Muchas personas del pueblo brasileño suelen ser retratadas por el periodismo actual como irresponsables por salir a trabajar, a la calle o a divertirse. Destaco la siguiente declaración recogida en un diario de Sao Paulo, hace dos semanas, de un hombre de mediana edad, que fue a la playa en un fin de semana, desobedeciendo la prohibición del gobernador João Doria, que en pleno verano, decretó el cierre de las playas de gran parte del Estado de Sao Paulo durante los fines de semana.
“Eu trabalho toda a semana e viajo todo dia apertado como lata de sardinha no transporte público. Quer dizer que eu posso morrer trabalhando, mas quando chega o fim de semana não posso vir a praia? Não faz sentido.”

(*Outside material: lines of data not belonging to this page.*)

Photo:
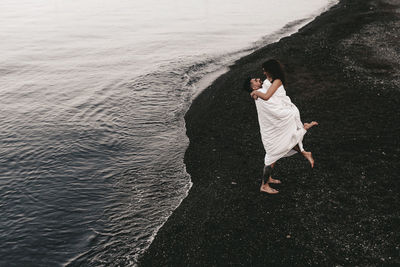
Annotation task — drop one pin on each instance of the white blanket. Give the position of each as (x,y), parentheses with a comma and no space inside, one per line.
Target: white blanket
(280,125)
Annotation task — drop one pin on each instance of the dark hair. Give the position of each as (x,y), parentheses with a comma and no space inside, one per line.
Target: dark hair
(246,85)
(274,69)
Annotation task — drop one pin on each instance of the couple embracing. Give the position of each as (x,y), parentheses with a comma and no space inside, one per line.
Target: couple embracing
(281,129)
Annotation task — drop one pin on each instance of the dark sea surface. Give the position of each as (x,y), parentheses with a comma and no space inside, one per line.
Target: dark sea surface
(92,99)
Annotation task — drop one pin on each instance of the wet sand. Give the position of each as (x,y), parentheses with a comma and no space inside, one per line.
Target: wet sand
(343,70)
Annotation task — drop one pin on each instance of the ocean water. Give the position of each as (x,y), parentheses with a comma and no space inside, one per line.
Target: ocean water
(92,99)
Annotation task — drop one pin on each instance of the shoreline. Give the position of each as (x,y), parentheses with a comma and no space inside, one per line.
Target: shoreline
(335,65)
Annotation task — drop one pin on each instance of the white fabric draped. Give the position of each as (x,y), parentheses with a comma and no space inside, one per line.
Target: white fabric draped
(280,125)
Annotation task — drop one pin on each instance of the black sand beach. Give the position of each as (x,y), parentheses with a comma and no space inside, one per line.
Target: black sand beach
(344,72)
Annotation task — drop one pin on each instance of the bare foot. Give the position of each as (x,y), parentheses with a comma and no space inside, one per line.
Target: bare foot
(309,125)
(309,157)
(267,189)
(273,181)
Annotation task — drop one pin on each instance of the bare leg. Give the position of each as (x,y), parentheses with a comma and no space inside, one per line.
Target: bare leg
(267,175)
(307,155)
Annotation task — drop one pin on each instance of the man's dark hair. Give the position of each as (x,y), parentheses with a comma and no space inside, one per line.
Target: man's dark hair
(246,85)
(275,70)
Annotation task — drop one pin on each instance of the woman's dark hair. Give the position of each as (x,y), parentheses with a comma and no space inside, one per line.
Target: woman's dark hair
(275,69)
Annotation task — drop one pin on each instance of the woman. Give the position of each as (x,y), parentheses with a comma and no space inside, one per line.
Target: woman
(281,128)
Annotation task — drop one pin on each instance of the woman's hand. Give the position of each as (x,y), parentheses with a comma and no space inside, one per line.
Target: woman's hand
(254,95)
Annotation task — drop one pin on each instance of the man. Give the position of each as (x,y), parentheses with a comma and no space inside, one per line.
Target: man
(268,121)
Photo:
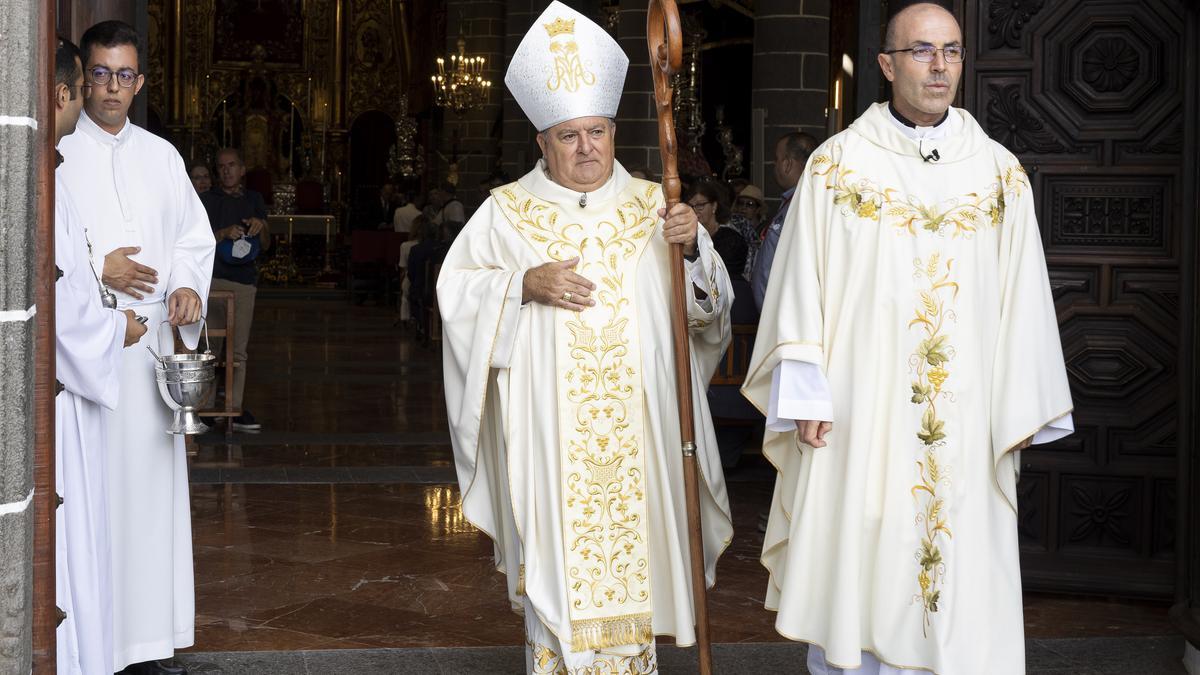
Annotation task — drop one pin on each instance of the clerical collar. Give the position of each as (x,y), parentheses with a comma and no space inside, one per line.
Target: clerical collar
(943,127)
(541,185)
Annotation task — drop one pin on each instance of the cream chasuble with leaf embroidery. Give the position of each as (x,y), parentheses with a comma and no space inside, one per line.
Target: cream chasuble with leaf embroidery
(565,425)
(921,291)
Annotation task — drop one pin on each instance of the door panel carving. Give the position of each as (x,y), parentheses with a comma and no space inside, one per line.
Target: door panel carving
(1089,94)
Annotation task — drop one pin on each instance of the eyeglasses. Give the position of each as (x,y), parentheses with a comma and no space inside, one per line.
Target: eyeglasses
(925,53)
(71,88)
(125,77)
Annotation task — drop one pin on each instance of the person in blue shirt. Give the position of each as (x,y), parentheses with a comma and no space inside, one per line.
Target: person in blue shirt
(239,222)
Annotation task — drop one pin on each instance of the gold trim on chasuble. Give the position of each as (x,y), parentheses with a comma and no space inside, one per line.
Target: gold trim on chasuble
(547,662)
(959,216)
(569,71)
(600,404)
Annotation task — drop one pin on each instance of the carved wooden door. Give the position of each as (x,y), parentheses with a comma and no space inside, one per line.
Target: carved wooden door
(1090,95)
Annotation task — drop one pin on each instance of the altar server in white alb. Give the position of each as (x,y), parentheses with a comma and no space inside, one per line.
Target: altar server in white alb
(139,209)
(561,393)
(89,339)
(907,352)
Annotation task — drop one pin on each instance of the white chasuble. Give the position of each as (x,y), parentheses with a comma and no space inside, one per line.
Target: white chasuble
(921,291)
(137,193)
(565,425)
(600,430)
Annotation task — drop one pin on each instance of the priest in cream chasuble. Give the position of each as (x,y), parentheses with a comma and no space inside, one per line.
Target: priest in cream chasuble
(556,302)
(907,350)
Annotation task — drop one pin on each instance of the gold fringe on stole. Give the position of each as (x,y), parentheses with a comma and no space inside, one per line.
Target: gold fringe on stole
(616,631)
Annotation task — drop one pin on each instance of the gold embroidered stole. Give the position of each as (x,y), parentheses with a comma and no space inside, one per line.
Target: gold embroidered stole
(600,410)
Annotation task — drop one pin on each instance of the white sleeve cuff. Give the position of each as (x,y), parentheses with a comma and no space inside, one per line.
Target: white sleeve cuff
(1062,426)
(699,276)
(798,390)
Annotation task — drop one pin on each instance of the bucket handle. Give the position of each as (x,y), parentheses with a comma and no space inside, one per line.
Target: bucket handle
(204,324)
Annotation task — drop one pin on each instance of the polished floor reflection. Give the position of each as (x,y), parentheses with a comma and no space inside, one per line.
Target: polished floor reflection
(337,525)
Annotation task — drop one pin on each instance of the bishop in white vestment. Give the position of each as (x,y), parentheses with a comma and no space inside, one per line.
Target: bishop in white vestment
(563,408)
(909,306)
(132,190)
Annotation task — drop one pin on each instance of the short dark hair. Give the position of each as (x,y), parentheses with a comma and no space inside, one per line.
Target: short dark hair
(66,63)
(798,145)
(897,9)
(712,191)
(733,249)
(108,34)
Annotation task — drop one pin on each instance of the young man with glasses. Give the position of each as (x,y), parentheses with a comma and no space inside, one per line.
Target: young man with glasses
(89,339)
(907,348)
(137,203)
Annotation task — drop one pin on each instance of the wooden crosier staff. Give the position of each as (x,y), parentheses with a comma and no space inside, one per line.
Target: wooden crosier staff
(665,41)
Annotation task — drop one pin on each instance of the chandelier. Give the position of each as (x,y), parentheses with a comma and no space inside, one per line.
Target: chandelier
(462,87)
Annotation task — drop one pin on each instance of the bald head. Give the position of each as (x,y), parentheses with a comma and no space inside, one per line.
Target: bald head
(922,91)
(231,169)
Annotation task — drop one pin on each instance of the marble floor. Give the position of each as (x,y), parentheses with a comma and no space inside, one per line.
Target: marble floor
(337,526)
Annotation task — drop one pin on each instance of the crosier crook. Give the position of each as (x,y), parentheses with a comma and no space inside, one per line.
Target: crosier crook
(665,42)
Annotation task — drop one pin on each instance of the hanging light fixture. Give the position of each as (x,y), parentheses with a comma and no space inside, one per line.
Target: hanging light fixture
(462,87)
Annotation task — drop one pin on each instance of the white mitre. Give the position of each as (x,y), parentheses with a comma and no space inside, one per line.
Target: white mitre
(567,67)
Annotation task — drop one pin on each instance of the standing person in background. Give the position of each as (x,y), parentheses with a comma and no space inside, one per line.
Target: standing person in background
(202,179)
(792,153)
(402,221)
(749,204)
(711,201)
(385,205)
(135,198)
(89,339)
(238,217)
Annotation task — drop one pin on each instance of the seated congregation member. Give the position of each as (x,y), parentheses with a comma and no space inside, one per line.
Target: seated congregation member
(137,203)
(238,216)
(555,305)
(89,338)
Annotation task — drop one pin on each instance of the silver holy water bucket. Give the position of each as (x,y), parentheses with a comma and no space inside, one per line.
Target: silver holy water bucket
(186,383)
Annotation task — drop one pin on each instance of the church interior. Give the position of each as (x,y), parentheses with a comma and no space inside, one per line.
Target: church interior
(331,539)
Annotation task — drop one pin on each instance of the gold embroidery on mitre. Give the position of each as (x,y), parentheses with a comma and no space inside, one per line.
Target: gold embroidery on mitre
(930,365)
(600,426)
(569,71)
(559,27)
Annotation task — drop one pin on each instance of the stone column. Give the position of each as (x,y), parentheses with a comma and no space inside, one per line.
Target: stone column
(791,72)
(477,133)
(637,123)
(519,148)
(22,84)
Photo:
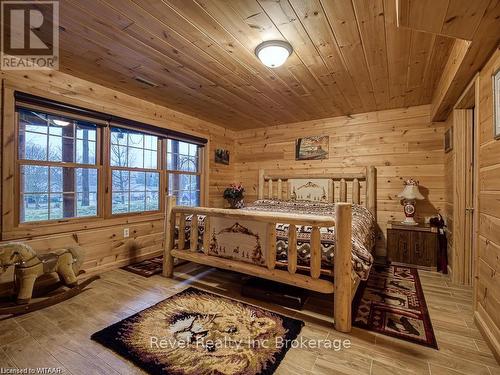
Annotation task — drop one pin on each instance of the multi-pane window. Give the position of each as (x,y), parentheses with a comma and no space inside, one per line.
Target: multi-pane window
(184,172)
(135,176)
(58,167)
(62,171)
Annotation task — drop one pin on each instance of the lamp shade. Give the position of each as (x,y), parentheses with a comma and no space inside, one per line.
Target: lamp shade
(273,53)
(411,192)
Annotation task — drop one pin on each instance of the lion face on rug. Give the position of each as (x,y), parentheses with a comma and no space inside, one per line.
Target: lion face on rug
(202,335)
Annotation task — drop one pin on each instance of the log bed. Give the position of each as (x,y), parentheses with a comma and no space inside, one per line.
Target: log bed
(343,286)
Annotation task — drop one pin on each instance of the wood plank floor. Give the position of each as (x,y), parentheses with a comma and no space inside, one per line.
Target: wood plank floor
(59,336)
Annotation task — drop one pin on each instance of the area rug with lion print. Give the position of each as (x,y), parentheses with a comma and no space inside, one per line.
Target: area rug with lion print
(196,332)
(391,302)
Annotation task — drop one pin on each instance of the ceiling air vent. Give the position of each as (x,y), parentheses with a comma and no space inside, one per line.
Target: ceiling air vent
(145,81)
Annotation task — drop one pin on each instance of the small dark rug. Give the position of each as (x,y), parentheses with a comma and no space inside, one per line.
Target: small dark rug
(150,267)
(146,268)
(391,302)
(196,332)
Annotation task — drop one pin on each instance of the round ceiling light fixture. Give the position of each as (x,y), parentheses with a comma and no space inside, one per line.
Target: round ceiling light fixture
(273,53)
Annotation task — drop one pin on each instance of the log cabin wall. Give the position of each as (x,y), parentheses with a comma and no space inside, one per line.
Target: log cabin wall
(487,286)
(103,241)
(401,143)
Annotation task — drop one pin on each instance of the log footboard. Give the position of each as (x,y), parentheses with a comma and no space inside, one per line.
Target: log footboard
(342,286)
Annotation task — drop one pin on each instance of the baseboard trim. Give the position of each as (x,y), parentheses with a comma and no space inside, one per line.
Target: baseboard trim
(489,330)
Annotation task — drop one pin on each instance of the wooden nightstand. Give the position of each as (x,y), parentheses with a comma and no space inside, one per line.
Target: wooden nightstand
(415,245)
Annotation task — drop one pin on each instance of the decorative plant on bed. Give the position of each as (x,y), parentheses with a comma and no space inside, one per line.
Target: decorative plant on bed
(234,195)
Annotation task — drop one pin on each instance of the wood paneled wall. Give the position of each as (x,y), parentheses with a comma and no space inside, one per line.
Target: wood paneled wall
(401,143)
(104,244)
(449,166)
(488,265)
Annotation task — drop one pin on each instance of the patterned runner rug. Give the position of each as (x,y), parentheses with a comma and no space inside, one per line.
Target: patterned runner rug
(391,302)
(196,332)
(150,267)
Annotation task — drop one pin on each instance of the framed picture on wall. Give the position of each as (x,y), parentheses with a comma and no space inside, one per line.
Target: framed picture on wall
(448,140)
(496,104)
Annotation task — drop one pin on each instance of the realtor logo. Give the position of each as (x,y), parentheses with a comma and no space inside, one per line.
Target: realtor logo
(30,35)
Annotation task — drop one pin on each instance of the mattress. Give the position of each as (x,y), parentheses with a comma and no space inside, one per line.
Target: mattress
(363,235)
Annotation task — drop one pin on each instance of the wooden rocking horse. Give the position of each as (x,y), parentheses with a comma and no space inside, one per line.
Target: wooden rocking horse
(29,266)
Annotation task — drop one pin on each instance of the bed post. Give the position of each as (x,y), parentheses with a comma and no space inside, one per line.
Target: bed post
(261,184)
(343,267)
(169,233)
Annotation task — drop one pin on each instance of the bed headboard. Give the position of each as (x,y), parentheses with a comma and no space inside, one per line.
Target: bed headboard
(321,188)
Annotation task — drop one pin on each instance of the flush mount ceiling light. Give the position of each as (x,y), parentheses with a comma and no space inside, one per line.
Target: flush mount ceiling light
(61,122)
(273,53)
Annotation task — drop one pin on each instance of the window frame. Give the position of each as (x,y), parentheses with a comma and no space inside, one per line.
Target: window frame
(10,226)
(200,172)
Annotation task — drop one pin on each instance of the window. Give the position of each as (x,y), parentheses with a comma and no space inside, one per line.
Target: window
(58,167)
(72,163)
(184,172)
(135,176)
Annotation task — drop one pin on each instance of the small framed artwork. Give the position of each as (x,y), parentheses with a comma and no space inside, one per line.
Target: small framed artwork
(222,156)
(448,140)
(312,148)
(496,104)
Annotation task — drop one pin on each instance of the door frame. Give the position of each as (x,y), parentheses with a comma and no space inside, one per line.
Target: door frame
(466,203)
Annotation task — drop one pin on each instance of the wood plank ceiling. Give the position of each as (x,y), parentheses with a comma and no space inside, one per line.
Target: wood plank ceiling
(349,56)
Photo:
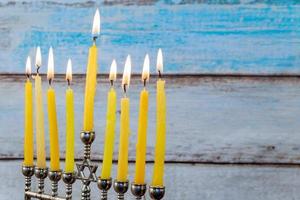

Esa observación me llamó la atención sobre un punto completamente ignorado por el periodismo. Frente a una emergencia sanitaria y delante del gran esfuerzo económico que representan las ayudas del estado y la compra masiva de vacunas, nadie, absolutamente nadie de la prensa, de los políticos o de los intelectuales, ha exigido que las autoridades (nacionales, regionales o locales), realicen un fuerte y urgente plan de obras públicas para expandir el transporte público y transformarlo en un servicio de calidad y así lograr que millones de brasileños no viajen hacinados en subtes, ómnibus y trenes, transmitiendo y contagiando el virus.
“Estou desde março sem trabalhar, sem ganhar nada. Sorte que tinha guardado algo. Acho que vou emigrar a Portugal. Lá pelo menos tenho saúde e escola gratuita para meus filhos”. Marcos, actor, dueño de un extenso currículo de películas, telenovelas y teatro.
Esta semana el gobernador João Doria dio un paso atrás que sorprendió a muchos, al retirar algunas medidas recientes que restringían aún más la circulación, en particular la suspensión de muchas actividades durante todo el fin de semana. Le pregunto la explicación a Reginaldo, profesor de gimnasia y salvavidas, habitante de la región de Itaquera, una área distante y humilde la zona leste, donde se encuentra el estadio del Corinthians. Calculo que desde donde vive a su trabajo en el área central de la ciudad, Reginaldo debe demorar mínimo dos horas entre ida y vuelta. Traduzco, esta vez, el pensamiento de este brasileño, que interrumpe su lectura de un libro de la religión espírita, para responder mi pregunta.
“Sabes lo que pasó? Que ya el primer fin de semana, nadie cerró sus tiendas ni dejó de trabajar. Los comerciantes de mi región se negaron, porque la alternativa era fundirse. Y no había fiscalización de las autoridades. Acá se mezcló salud con política. Antes de las elecciones, hubo tres meses de actividad con restricciones, más o menos normales, porque le venía bien por fines electorales. ¿Termina la elección y este tipo quiere cerrar todo? ¿Y todavía se va a ver el partido del Palmeiras con el Santos al estadio? O sea, que él no se queda en su casa como ordena hacer. Igual que en Navidad y fin de año, cuando cerró todo y se fue a Miami. Entonces, la gente se hartó. En marzo, en abril, allá en mi región, todo el mundo hizo caso y se quedó en su casa, en cuarentena. Pero ahora ya no. No se aguanta más.”